Enron Creditors Recovery Corporation has made its 18th distribution to creditors with another $1.7 billion payout. The company, which changed its name from Enron last March, has distributed $13.2 billion to creditors since emerging from bankruptcy in 2004—about 36 cents on the dollar. The payouts follow asset sales and gains through bankruptcy-related litigation and settlements with several banks and brokerages. So far, nine have settled, including JPMorgan Chase, Barclay's and Merrill Lynch, for a total of $971 million. Citigroup and Deutsche Bank chose to go to trial in April.
Here's another piece of the puzzle indicating how tough August was for the housing industry. The National Association of Realtors says its Pending Home Sales Index fell 6.5 percent in August. The indicator, meant to forecast sales over the following two months, was down nearly 22 percent from year-earlier levels. In August, the credit crunch roiled financial markets, prompting intervention by the Federal Reserve. The trade group says a separate check finds that more than ten percent of sales contracts fell through at the last minute, often because of canceled loan commitments.
The automakers are reporting their monthly sales results for September. Ford says U.S. sales dropped 21 percent last month, hurt by deep cuts in sales to rental agencies. At the same time, Toyota saw a drop of four percent. General Motors says sales were flat, helped by its new lineup of pickups as well as the new Cadillac CTS. Honda's U.S. sales rose more than nine percent. Analysts have said that a drop in Toyota sales usually is a sign of a bad month for all automakers since the company had been showing increases during most months.

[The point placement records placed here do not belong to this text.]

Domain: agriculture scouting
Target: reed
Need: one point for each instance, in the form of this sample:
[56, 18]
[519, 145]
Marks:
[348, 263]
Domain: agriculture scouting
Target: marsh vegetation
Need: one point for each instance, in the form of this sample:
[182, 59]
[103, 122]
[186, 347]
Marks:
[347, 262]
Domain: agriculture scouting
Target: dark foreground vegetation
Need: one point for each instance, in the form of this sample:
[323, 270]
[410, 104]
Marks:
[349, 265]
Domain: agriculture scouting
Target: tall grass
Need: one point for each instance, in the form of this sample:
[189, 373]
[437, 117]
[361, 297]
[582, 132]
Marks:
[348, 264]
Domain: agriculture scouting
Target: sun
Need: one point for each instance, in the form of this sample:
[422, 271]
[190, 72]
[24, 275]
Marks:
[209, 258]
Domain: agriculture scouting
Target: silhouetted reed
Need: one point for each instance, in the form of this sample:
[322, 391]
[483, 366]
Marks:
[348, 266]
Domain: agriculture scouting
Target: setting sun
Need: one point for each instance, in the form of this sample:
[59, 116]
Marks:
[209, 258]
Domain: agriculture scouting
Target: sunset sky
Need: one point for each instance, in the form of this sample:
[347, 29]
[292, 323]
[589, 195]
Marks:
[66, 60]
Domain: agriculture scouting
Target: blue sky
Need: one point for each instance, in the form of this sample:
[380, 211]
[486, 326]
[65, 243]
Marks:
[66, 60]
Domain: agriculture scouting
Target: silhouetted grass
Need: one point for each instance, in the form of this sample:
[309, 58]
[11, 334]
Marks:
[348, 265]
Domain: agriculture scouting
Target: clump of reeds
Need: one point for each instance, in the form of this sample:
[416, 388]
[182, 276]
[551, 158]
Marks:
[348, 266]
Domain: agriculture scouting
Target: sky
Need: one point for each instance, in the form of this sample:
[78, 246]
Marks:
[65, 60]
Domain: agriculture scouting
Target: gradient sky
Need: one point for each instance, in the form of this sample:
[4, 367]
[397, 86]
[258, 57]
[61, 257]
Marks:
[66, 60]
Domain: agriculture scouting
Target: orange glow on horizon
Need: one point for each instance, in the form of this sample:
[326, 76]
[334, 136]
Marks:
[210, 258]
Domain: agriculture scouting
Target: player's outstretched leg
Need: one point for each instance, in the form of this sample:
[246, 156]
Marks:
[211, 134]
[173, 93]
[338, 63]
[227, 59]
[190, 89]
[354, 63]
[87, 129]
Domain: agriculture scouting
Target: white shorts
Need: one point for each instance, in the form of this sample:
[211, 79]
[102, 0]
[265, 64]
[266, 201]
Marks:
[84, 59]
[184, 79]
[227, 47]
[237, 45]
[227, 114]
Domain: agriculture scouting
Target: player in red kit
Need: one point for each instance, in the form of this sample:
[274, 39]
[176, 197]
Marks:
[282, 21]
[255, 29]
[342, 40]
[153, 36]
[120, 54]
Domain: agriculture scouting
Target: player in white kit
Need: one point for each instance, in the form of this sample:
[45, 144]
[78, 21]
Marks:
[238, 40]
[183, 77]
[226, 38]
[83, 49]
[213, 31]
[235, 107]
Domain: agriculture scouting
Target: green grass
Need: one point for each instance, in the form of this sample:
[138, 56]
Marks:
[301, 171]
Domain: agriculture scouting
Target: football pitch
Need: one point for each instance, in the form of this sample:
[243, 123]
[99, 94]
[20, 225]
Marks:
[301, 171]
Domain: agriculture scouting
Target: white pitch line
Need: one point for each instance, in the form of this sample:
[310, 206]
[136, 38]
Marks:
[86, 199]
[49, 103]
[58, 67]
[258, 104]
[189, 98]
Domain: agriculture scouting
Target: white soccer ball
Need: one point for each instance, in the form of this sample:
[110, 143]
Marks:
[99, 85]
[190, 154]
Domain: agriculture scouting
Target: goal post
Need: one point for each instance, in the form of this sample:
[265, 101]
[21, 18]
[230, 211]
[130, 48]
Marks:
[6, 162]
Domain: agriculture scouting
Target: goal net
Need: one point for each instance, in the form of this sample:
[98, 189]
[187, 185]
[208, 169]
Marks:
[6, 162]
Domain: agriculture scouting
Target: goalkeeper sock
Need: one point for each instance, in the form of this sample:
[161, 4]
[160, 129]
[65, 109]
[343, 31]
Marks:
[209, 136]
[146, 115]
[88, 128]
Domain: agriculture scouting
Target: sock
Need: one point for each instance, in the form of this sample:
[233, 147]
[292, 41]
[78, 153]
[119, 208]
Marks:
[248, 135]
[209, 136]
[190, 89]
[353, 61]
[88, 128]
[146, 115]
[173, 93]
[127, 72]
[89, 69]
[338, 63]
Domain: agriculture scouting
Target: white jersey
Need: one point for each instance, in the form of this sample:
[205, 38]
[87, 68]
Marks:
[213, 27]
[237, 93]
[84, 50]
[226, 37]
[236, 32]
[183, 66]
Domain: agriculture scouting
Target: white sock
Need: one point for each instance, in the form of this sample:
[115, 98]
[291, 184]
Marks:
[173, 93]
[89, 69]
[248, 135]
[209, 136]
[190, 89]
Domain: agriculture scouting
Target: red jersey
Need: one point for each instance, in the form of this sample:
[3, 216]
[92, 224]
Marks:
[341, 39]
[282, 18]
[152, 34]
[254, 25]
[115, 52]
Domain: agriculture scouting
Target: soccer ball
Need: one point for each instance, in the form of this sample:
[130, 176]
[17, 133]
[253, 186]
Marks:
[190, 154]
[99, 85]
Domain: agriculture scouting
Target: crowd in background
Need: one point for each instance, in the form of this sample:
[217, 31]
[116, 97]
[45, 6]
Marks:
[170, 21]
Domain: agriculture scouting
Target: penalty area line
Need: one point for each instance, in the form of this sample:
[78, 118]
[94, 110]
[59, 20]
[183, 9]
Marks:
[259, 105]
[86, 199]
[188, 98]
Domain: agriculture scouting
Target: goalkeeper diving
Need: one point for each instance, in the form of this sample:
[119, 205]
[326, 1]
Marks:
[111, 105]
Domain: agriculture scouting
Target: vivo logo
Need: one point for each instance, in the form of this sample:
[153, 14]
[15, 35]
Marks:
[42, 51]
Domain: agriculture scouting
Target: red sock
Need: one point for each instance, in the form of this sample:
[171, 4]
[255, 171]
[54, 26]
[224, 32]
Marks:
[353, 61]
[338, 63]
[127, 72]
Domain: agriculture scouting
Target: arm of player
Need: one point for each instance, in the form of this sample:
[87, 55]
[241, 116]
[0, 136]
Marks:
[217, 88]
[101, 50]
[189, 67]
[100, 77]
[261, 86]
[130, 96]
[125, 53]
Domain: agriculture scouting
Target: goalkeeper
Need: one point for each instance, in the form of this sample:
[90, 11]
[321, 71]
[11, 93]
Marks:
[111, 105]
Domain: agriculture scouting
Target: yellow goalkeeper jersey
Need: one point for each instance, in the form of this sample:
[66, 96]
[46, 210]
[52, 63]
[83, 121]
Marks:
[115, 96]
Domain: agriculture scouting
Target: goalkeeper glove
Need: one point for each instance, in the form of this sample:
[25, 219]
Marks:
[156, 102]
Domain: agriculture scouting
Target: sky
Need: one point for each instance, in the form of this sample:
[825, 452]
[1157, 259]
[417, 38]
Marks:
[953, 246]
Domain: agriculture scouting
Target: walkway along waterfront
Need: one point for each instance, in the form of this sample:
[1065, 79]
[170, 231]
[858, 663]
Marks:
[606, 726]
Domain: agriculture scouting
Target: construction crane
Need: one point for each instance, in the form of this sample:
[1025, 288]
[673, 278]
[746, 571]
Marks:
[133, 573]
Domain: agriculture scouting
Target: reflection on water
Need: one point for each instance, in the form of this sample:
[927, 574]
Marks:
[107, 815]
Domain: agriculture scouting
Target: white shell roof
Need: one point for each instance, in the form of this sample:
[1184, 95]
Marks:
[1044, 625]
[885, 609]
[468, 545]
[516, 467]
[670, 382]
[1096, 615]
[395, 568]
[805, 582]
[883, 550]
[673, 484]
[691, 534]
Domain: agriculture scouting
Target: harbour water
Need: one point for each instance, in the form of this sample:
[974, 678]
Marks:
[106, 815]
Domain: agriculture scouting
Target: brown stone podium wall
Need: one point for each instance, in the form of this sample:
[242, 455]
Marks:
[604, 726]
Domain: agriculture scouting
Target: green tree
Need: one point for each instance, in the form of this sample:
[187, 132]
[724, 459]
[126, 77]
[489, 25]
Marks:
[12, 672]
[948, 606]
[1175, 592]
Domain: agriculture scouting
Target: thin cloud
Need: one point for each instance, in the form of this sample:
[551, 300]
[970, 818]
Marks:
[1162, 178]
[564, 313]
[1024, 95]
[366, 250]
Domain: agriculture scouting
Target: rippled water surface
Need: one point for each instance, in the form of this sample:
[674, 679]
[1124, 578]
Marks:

The U.S. Coast Guard boarded a ship in Port Arthur to see whether it was the source of a large oil spill off the Puerto Rican coast. The 10,000-gallon spill slicked Puerto Rico's southwestern shore in August. Agents boarded the Genmar Progress last week in Port Arthur. The ship is owned by New York-based General Maritime Corporation, and the Coast Guard suspects it of involvement in the spill. A General Maritime spokesman says the company's cooperating with authorities and has sent a team to help with the cleanup. The spokesman notes that it hasn't been determined that the Genmar Progress is definitely to blame for the spill. The Coast Guard says that the company would have to pay three times the cleanup cost if found responsible. The U.S. Attorney's Office would then decide whether to launch a criminal case for violation of environmental laws.